"Saya yakinkan dan jamin tidak ada pungutan liar di daerah saya," tegas seorang camat --itu dulu-- ASEM.
Lembaran putih di dalam map biru itu sudah selesai diurus di tingkat kelurahan, goresan pulpen seharga Rp 500 ribu itu harga damai saya dengan oknum lurah (baca tulisan saya sebelumnya), permintaan awal Rp 2 juta langsung turun setelah tahu profesi saya sebagai "tukang" cari berita di sebuah media lokal, kesal? Tentu! Tapi mau diapakan daripada urusan tak kelar-kelar.

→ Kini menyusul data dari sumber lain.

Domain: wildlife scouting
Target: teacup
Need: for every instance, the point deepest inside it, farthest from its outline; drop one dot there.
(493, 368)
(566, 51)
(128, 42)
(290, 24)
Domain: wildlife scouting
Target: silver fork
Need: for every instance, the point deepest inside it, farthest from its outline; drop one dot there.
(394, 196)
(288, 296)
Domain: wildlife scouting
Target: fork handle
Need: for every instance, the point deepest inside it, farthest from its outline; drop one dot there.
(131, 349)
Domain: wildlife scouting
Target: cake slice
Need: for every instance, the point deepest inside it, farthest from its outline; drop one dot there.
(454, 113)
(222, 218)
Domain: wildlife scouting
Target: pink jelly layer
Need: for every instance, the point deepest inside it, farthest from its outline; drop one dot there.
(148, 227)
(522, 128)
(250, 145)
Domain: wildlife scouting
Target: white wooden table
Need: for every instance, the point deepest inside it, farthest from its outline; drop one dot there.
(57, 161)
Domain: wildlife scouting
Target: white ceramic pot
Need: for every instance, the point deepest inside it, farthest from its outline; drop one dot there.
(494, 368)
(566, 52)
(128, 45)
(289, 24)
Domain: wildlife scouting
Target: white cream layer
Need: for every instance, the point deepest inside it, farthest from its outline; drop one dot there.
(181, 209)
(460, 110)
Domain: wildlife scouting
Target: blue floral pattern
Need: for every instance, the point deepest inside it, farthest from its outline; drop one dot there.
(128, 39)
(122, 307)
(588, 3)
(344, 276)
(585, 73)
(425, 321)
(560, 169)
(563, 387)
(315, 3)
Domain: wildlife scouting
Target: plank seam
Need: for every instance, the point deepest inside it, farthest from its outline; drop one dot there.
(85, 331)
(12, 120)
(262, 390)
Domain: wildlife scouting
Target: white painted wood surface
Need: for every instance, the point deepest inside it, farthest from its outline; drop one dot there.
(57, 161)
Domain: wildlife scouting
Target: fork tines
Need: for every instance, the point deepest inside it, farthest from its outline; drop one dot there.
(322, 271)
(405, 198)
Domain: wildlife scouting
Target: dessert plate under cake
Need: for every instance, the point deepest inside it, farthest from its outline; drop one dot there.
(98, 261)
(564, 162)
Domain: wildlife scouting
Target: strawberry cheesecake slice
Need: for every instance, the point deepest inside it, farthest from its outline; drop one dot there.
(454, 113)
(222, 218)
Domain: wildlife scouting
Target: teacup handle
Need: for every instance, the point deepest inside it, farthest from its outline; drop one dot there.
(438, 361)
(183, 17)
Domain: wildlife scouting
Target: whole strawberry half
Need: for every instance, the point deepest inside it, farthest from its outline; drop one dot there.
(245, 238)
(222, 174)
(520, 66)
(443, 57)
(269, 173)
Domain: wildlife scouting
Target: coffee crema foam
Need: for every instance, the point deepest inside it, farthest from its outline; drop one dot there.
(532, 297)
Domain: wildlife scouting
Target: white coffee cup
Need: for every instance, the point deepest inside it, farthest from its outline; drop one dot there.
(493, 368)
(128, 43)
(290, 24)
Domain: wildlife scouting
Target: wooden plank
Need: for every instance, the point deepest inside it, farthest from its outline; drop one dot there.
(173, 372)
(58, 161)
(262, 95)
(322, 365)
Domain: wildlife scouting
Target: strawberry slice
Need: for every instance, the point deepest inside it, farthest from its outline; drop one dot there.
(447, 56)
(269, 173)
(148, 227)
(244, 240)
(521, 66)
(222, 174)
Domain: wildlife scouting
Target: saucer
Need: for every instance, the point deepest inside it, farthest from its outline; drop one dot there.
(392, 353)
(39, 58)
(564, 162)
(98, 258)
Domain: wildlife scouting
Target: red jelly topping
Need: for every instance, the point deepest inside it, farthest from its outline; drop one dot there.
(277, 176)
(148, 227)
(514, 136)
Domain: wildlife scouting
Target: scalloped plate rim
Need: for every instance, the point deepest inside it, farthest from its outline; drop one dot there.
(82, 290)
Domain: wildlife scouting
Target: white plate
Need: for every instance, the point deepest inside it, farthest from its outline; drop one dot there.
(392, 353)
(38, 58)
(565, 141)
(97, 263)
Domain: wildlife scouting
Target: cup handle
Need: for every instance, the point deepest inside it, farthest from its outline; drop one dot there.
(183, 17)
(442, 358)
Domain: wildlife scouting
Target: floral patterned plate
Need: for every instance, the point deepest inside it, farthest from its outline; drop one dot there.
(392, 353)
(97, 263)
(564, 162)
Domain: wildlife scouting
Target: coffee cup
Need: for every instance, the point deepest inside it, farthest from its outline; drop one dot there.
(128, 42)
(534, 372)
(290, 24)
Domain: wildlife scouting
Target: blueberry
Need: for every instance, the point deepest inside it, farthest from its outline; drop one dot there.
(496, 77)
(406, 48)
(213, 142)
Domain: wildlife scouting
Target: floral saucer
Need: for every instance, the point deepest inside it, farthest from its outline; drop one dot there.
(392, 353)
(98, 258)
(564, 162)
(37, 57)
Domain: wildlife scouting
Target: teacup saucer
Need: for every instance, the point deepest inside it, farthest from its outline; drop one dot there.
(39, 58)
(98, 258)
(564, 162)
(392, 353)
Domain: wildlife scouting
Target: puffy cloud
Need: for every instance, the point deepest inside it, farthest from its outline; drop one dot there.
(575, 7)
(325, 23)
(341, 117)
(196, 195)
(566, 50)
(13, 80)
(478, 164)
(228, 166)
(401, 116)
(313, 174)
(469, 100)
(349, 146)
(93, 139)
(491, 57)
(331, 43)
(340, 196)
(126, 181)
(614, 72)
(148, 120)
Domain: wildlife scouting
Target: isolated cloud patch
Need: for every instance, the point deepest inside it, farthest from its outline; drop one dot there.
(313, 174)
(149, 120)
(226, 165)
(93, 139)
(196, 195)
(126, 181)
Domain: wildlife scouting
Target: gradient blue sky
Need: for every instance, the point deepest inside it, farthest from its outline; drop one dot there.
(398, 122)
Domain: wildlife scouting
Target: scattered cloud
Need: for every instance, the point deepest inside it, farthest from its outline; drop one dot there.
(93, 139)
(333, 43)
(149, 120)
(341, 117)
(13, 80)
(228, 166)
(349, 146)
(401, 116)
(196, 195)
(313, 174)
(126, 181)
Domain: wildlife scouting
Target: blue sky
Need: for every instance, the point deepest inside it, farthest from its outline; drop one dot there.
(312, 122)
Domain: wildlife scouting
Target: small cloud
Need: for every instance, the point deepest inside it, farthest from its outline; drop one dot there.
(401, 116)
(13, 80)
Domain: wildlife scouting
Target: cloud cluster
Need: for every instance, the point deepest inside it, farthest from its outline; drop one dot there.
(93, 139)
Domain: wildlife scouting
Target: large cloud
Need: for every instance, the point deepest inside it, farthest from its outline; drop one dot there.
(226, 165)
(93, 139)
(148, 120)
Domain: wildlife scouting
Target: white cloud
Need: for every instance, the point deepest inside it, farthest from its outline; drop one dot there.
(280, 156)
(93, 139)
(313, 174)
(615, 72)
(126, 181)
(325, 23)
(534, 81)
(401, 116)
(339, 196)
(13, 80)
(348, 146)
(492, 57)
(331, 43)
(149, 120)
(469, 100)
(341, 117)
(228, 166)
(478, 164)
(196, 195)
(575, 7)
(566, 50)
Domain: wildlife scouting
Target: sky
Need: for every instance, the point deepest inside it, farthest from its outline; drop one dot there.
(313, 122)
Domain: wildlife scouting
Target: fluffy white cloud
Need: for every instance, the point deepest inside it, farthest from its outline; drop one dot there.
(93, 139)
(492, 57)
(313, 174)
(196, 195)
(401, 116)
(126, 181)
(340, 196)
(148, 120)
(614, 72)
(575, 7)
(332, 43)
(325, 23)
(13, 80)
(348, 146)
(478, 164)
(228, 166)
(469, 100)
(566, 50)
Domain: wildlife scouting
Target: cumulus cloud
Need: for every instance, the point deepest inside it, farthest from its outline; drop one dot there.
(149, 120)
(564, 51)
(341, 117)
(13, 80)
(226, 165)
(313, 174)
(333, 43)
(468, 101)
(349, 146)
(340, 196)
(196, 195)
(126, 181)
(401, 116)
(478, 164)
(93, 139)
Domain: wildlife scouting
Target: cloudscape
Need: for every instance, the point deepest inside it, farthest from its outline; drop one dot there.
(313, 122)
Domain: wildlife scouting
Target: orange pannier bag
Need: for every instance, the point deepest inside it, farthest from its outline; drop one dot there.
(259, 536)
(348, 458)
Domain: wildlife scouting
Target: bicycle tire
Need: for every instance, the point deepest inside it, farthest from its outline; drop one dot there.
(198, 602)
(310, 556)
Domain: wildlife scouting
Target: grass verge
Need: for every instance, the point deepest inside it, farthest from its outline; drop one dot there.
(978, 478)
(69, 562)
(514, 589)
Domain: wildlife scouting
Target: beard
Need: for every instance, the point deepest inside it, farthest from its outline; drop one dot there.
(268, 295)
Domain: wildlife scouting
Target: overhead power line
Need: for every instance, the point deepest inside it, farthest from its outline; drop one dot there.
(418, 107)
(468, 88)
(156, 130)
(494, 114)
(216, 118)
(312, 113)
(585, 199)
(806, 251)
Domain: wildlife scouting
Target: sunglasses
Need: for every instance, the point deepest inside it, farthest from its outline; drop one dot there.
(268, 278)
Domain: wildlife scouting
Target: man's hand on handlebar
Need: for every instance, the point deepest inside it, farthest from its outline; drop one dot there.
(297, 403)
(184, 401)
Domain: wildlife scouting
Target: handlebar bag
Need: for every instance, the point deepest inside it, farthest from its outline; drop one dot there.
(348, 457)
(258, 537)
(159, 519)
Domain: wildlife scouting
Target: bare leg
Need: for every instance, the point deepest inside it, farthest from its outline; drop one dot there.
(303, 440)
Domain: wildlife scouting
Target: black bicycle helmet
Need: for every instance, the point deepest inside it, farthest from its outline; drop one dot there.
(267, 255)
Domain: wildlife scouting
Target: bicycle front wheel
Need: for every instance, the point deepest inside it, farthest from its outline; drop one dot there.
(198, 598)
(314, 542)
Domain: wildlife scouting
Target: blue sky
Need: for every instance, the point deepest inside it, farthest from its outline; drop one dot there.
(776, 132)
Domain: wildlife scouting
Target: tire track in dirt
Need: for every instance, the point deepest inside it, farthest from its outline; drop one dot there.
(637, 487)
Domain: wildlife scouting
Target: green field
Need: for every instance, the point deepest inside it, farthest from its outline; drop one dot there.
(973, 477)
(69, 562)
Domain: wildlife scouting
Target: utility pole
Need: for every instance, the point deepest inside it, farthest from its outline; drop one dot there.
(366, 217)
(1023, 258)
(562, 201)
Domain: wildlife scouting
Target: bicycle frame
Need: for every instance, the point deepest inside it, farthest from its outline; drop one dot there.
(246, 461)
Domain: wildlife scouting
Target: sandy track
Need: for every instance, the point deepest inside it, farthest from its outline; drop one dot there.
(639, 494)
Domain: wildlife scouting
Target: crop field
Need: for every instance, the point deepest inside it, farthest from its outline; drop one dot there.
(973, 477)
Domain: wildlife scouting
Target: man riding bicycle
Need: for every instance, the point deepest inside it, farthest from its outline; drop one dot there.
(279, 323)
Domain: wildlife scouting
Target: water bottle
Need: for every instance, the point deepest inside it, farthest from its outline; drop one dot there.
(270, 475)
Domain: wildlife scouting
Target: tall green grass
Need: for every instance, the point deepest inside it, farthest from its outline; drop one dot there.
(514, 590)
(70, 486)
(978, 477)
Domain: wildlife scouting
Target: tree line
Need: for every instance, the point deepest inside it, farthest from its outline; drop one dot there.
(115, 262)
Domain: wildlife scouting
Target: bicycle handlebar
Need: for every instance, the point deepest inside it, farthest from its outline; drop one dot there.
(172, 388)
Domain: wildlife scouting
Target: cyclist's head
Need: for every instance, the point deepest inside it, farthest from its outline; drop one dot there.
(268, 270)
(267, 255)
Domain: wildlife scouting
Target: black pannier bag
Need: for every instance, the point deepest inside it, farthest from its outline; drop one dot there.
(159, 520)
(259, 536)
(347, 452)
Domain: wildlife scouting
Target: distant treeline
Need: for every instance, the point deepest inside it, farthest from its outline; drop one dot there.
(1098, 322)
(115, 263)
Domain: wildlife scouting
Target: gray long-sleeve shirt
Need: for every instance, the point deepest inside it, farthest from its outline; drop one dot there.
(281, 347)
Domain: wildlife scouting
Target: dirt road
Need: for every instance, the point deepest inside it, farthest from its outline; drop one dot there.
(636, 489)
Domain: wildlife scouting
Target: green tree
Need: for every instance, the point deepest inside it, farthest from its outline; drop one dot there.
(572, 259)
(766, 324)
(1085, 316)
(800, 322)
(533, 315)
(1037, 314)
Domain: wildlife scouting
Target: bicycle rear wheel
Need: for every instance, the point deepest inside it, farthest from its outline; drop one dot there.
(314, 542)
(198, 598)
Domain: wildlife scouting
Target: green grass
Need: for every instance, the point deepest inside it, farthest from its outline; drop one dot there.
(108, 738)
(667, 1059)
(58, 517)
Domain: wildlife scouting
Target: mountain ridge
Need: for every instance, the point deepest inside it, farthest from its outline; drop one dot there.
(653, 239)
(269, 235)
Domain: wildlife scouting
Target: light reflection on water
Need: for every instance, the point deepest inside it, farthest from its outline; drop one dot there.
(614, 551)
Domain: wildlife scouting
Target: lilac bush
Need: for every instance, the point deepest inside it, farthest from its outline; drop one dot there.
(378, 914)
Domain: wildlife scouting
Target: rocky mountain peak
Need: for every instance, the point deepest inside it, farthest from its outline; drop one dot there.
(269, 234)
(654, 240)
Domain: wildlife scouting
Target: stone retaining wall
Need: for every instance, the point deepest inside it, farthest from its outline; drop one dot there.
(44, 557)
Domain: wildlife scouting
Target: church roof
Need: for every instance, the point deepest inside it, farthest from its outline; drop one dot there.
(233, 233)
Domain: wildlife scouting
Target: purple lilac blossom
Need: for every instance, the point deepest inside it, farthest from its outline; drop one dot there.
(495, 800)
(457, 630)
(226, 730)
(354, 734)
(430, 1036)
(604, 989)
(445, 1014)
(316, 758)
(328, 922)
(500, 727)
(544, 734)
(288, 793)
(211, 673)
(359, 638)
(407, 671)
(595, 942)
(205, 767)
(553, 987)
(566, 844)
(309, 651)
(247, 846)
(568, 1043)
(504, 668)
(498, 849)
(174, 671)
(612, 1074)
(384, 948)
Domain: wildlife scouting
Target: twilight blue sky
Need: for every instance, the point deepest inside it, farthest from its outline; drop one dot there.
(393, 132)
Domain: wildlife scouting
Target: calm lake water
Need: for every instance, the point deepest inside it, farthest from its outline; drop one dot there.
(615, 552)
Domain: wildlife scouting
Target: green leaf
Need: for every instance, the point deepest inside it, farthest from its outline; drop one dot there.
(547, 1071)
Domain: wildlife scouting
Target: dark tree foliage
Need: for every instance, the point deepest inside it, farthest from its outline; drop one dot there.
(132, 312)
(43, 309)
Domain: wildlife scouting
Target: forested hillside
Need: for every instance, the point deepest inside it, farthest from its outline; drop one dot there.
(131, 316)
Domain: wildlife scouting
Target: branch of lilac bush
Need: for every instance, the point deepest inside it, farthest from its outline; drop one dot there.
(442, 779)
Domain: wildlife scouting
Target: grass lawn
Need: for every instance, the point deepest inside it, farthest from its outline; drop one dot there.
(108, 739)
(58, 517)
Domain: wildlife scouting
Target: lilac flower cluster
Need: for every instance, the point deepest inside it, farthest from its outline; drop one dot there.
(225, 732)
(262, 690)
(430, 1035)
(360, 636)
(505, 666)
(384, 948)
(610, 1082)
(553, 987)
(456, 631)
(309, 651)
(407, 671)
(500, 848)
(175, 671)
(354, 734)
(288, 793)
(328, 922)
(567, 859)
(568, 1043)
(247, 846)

SMS12 Agustus 2016 itu membuat nampak garis di dahi, ekspektasi camat "garis lurus" ternyata titleoknum juga tersemat kepadanya. Oknum camat ini ternyata bermuka dua, dulu berkata tegas, ujung-ujungnya belangnya sama, minta pulus.
Perawakannya tidak tinggi, logat Banjarmasin begitu kental, di ruangan lantai dua kantor itu saya bertemu camat, yang dahulu sempat saya minta konfirmasi kalau urusan pembuatan Surat Pernyataan Penguasaan Tanah (SPPT) adalah gratis, "Kalau ada oknum yang "main" kita akan beri sanksi," ucapnya dulu.
"Samakan aja dengan BIAYA di kelurahan," Byaarrrrr! kilat gledek lewat!!!!!
Darah merambat naik ke kepala saya, "Rp 500 ribu" jawaban ketus terlontar.
"Katanya Rp 2 juta, kok cuma Rp 500," ucap oknum camat cekatan.
"Iya pak, awal dua juta, tapi saya kemaren ngobrol sama kepala inspektorat daerah, itu pungli pak, jadi lurahnya lembek, tapi tetap minta, jadi saya kasih uang semua yang ada di dompet," emosi tingkat kecamatan.